# Portable Hard Drive not getting detected.



## hunter2002 (Apr 28, 2012)

I have a Seagate FreeAgent Go 320GB portable Hard Drive. 
It was working fine with about 250GB used up, but one day it just stopped working. 
What really happened is it stopped detecting on the computer in which I was using it. The HD has a light indicator, and it kept glowing even when it was not detected on the computer. And it still glows as if the HD has been connected normally.
Since then I have tried to run the HD on about 10 computers, including those running Windows XP, Windows 7 and Windows 8 CP, but it still doesn't show up in My Computer. 
The device manager simply hangs and stops responding when the HD is connected, but runs back into action as soon as the HD is disconnected. 
I also tried Command Prompt's DISKPART, but then too, the computer stops responding. 

A few days ago I took it to a shop, where I told them my problem. The guy there connected the HD to his laptop and it simply showed up as it should. All drives were visible with their content. So he said that it's fine and I took it home, thinking that it had started working. But it did the same at home and it still doesn't work. I didn't get a chance to get back to that shop as it is too far away from my house.
I'm on a different computer now which runs Windows 8 CP. The HD doesn't work here either. The drives show up, but without any content. They just don't open when double clicked and the computer stops responding. Same is the case with Windows 7, but on XP the Drive doesn't show up at all.
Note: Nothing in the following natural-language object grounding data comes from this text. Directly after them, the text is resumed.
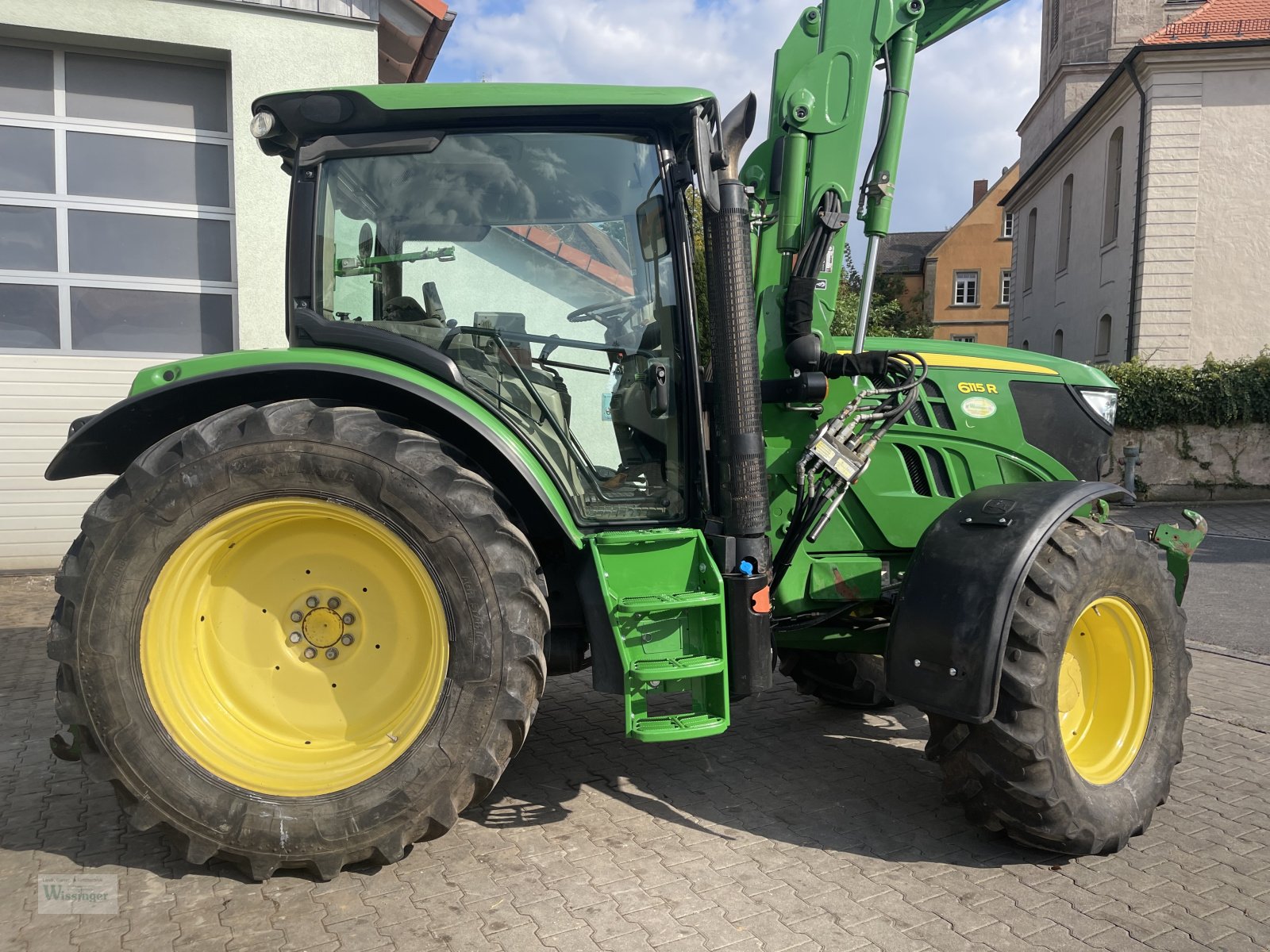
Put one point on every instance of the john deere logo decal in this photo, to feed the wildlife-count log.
(978, 408)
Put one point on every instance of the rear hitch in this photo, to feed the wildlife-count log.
(1179, 547)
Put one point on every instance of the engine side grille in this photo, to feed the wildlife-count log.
(939, 473)
(916, 473)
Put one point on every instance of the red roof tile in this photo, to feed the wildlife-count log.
(1217, 21)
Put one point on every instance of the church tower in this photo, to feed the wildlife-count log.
(1083, 41)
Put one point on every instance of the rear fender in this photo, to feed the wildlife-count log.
(948, 634)
(108, 442)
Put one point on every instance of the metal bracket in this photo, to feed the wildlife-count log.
(1179, 547)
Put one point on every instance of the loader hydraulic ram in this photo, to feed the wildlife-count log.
(311, 620)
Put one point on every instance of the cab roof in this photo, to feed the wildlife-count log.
(306, 114)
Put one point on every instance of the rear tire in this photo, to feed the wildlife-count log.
(333, 466)
(838, 678)
(1064, 766)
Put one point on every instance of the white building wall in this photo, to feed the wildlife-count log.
(1231, 317)
(1170, 209)
(266, 50)
(1096, 278)
(1206, 200)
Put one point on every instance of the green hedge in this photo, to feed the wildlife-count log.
(1217, 393)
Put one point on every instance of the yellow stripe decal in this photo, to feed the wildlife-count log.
(981, 363)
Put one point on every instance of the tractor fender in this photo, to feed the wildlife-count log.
(110, 441)
(948, 632)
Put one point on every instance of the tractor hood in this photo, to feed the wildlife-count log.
(984, 357)
(283, 121)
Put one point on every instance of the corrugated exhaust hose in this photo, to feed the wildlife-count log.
(738, 422)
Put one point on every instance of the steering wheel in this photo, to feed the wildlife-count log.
(607, 313)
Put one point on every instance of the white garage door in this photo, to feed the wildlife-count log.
(116, 253)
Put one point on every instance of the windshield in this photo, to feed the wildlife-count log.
(539, 263)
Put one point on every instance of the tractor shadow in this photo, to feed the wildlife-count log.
(789, 770)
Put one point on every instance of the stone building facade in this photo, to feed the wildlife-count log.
(1141, 220)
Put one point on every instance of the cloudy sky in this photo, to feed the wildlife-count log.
(969, 90)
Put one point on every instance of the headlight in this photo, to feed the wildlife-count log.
(264, 124)
(1103, 403)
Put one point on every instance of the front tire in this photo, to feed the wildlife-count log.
(298, 636)
(1092, 702)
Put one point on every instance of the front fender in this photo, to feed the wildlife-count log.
(169, 397)
(948, 634)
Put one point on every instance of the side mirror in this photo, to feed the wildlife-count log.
(702, 158)
(651, 221)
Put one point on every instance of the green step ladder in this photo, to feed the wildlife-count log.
(664, 598)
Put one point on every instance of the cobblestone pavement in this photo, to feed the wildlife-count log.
(802, 828)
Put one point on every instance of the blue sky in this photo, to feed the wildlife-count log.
(969, 90)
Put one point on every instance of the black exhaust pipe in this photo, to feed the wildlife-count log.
(742, 549)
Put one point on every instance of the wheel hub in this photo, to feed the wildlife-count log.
(323, 626)
(1105, 689)
(294, 647)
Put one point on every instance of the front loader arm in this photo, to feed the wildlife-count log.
(819, 95)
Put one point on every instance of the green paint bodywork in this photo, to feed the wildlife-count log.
(664, 600)
(1179, 546)
(483, 95)
(156, 378)
(660, 585)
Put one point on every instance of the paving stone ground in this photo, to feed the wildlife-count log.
(803, 828)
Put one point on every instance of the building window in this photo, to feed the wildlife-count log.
(1030, 257)
(1111, 202)
(1104, 343)
(116, 203)
(965, 289)
(1064, 224)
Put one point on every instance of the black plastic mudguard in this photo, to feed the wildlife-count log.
(948, 634)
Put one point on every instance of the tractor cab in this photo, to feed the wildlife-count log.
(544, 258)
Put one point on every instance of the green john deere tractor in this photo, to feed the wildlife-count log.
(311, 620)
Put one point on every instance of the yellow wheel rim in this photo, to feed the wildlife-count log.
(294, 647)
(1104, 689)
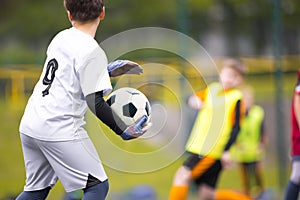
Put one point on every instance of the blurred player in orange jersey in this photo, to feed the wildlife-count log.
(249, 147)
(215, 130)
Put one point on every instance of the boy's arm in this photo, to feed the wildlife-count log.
(103, 111)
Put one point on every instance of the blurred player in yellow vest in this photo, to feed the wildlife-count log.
(249, 146)
(215, 130)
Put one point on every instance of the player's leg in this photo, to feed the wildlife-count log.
(206, 192)
(98, 191)
(224, 194)
(34, 195)
(40, 177)
(293, 187)
(208, 179)
(259, 175)
(179, 189)
(245, 173)
(78, 166)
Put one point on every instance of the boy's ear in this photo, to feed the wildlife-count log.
(102, 15)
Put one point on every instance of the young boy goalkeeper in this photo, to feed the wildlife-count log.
(75, 76)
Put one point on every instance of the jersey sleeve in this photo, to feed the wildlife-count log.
(93, 74)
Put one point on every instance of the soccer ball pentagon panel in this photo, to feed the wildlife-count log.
(129, 104)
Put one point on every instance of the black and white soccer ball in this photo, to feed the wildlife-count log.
(129, 104)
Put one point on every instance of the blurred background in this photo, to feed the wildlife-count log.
(265, 34)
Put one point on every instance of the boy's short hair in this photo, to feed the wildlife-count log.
(236, 64)
(84, 10)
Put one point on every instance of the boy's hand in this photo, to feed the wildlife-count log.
(136, 130)
(120, 67)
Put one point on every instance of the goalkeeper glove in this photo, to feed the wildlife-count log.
(120, 67)
(136, 130)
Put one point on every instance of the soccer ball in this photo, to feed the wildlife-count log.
(129, 104)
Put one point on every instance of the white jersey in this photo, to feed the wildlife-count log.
(75, 67)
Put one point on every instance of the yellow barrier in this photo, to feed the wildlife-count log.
(19, 80)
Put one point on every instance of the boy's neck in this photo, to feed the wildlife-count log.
(89, 28)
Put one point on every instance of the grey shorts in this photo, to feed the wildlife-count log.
(72, 162)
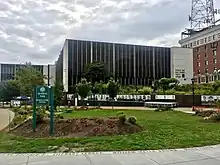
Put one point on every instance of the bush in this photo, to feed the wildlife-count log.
(213, 117)
(162, 109)
(120, 113)
(122, 118)
(69, 110)
(40, 114)
(59, 116)
(132, 119)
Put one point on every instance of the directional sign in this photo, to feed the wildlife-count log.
(42, 97)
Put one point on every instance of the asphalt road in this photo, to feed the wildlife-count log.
(194, 156)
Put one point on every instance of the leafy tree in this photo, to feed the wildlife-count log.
(8, 90)
(96, 72)
(27, 78)
(97, 88)
(113, 88)
(83, 88)
(167, 83)
(58, 93)
(216, 86)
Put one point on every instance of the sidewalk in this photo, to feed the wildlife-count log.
(193, 156)
(6, 116)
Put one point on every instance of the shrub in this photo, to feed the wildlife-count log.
(162, 109)
(120, 113)
(132, 119)
(122, 118)
(40, 114)
(59, 116)
(68, 110)
(213, 117)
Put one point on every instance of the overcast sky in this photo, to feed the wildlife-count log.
(35, 30)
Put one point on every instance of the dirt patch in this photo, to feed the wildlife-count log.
(83, 127)
(205, 113)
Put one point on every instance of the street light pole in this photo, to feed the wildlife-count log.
(193, 92)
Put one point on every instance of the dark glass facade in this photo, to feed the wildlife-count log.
(131, 64)
(8, 71)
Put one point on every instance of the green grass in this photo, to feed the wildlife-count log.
(162, 130)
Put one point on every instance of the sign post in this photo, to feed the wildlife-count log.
(51, 103)
(34, 111)
(43, 96)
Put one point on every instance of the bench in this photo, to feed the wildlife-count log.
(161, 104)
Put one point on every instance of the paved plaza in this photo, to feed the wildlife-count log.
(195, 156)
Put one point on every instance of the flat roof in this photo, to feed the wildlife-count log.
(201, 33)
(111, 42)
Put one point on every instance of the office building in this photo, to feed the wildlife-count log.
(206, 53)
(8, 71)
(130, 64)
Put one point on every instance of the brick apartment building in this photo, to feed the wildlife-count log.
(206, 54)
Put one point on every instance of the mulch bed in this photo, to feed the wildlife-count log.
(84, 127)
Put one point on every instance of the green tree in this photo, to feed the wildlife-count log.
(58, 93)
(8, 90)
(96, 72)
(167, 83)
(27, 78)
(216, 86)
(113, 88)
(83, 88)
(97, 88)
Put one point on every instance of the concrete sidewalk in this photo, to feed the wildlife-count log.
(194, 156)
(6, 116)
(186, 110)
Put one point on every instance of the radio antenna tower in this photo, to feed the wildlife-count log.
(202, 14)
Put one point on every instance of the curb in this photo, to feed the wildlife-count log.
(109, 152)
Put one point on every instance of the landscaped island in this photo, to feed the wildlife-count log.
(159, 130)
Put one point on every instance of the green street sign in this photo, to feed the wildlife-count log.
(42, 93)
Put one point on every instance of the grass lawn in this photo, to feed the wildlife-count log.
(162, 130)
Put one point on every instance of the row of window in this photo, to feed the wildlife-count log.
(206, 56)
(208, 78)
(207, 71)
(203, 41)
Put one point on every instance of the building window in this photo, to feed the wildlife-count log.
(194, 43)
(214, 53)
(199, 80)
(214, 61)
(201, 41)
(214, 37)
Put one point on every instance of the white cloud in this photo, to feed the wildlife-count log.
(35, 31)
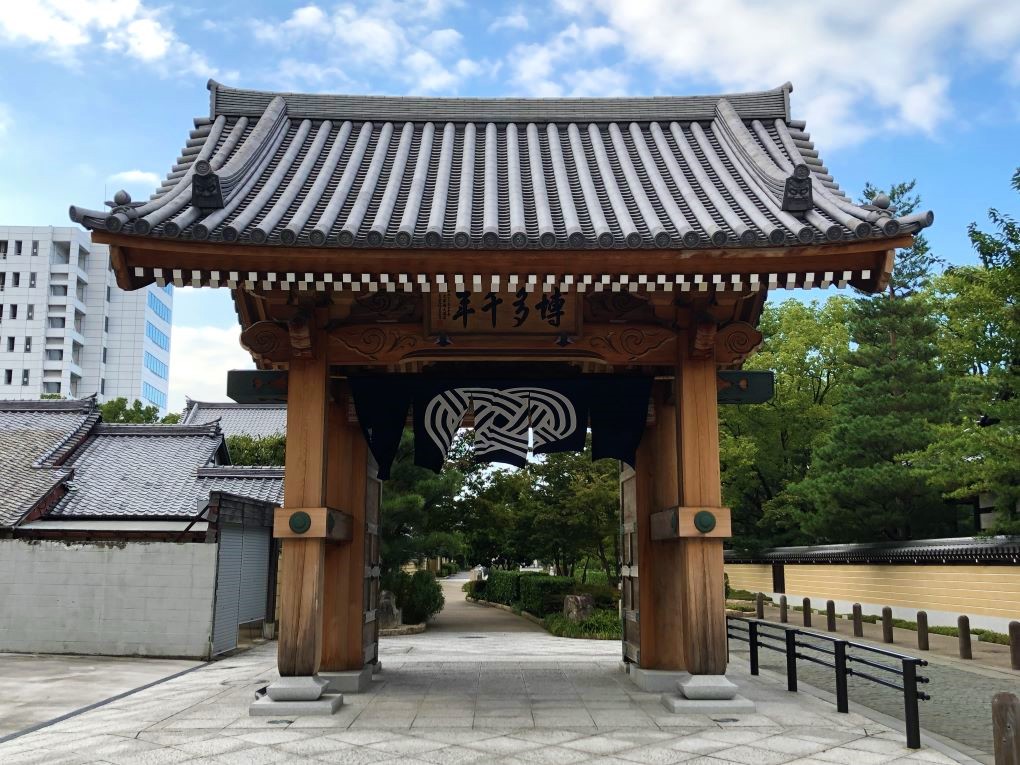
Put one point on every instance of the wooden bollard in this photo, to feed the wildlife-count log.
(1006, 728)
(963, 624)
(886, 624)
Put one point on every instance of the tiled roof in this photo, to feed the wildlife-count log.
(34, 439)
(263, 483)
(573, 173)
(258, 420)
(140, 470)
(960, 550)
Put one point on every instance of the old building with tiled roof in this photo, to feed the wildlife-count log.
(258, 420)
(159, 545)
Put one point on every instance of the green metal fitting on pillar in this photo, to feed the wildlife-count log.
(300, 522)
(704, 521)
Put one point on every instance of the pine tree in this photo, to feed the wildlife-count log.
(859, 487)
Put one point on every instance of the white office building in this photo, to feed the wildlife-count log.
(66, 327)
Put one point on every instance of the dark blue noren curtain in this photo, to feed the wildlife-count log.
(556, 413)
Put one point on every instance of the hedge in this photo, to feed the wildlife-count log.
(544, 595)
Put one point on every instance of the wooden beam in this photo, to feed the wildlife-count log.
(701, 575)
(660, 585)
(303, 559)
(344, 587)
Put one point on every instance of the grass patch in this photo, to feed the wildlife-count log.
(602, 625)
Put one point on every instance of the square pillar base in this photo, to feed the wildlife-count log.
(656, 680)
(680, 705)
(325, 705)
(350, 681)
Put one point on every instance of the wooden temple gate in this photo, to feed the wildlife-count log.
(399, 236)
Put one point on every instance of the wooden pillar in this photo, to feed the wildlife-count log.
(701, 573)
(344, 605)
(302, 559)
(661, 626)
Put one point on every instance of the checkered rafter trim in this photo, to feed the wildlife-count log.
(507, 283)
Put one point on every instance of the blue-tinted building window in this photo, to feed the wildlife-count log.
(156, 336)
(159, 308)
(153, 396)
(156, 366)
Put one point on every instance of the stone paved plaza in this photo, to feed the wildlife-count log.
(463, 697)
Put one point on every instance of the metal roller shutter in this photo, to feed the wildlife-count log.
(254, 573)
(224, 622)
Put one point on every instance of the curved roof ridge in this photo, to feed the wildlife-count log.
(224, 100)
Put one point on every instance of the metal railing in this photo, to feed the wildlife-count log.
(793, 644)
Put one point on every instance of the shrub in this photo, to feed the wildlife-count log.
(398, 582)
(475, 589)
(423, 599)
(603, 595)
(503, 587)
(603, 624)
(544, 595)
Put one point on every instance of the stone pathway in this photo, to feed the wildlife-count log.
(463, 698)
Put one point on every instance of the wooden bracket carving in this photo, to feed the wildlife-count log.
(735, 342)
(312, 522)
(300, 330)
(691, 522)
(703, 339)
(267, 340)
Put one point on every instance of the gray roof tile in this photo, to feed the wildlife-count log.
(34, 440)
(258, 420)
(322, 170)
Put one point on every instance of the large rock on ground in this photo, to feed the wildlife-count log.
(387, 612)
(578, 607)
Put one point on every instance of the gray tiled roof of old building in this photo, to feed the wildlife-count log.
(35, 439)
(258, 420)
(305, 169)
(156, 471)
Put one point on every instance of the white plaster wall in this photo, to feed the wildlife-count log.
(145, 599)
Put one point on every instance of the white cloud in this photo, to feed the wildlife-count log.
(515, 20)
(136, 177)
(64, 30)
(200, 358)
(399, 39)
(536, 66)
(857, 67)
(443, 41)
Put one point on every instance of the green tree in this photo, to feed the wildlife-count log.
(978, 450)
(859, 487)
(267, 451)
(117, 410)
(765, 449)
(418, 516)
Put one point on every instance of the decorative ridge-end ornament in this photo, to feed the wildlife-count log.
(797, 195)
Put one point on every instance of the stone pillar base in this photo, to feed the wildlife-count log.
(656, 680)
(350, 681)
(325, 705)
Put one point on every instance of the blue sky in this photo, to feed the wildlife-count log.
(97, 95)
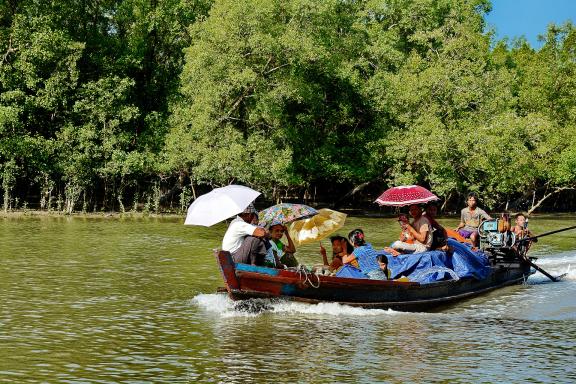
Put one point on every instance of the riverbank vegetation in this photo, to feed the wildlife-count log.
(140, 105)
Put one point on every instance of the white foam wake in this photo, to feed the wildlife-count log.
(225, 307)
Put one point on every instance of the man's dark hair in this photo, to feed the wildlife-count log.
(474, 195)
(349, 247)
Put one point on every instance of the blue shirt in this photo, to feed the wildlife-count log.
(367, 258)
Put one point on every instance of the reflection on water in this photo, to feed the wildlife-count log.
(109, 300)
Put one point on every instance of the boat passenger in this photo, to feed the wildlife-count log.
(244, 240)
(341, 247)
(420, 230)
(471, 218)
(279, 254)
(521, 231)
(405, 235)
(383, 263)
(439, 234)
(365, 255)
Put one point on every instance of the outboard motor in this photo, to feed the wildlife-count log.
(496, 238)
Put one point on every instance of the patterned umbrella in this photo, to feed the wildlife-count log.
(317, 227)
(406, 195)
(284, 213)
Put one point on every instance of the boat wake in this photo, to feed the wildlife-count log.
(560, 264)
(225, 307)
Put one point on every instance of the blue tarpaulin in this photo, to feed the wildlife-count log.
(428, 267)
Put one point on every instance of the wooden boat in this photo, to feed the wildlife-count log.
(248, 281)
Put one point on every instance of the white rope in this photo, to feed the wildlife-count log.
(303, 271)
I have attached the current screenshot of the HD in My Computer. Disks F, L and M are partitions on the HD.
Please ask for any more necessary details and help me with this problem.

Thank you.


----------



## pip22 (Aug 22, 2004)

That's a tough one, it worked okay at the shop but not when you brought it home. 
Just to try and get this problem going somewhere at least, I suggest you test the drive with "_Seagate SeaTools for Windows_" and see what that has to say about it's physical health. Get it here (click the Downloads tab): SeaTools | Seagate

Install SeaTools, open it, choose your external drive from the list of detected drives, then use the Long or Extended test (if available) rather than short test.

If it passes the test, well at least when you post back you can say "I've already tested it & it passed". Then we can confidently say it's fixable but we need to find the fix.


----------



## spunk.funk (May 13, 2010)

Make sure you are plugging this drive into the _Back _USB port of the computer and not the front or through a hub as this diminishes the power. Considering how many drives you have, Your USB ports may not be providing enough power to power the drive up. 
In Windows 7 and 8 Go to Start/Search and type *diskmgmt.msc* Right click *diskmgmt *icon in the search results and Run As Administrator. Here you can see all of your drives an partitions. 
You can also remove the drive from it's enclosure and attach it to a USB Adapter or an enclosure with a power adapter. Seagate 2.5" 1.5TB Ext FreeAgent GoFlex Disassmebly/Removal - YouTube


----------



## hunter2002 (Apr 28, 2012)

Thank you pip22 and spunk.funk for the quick response.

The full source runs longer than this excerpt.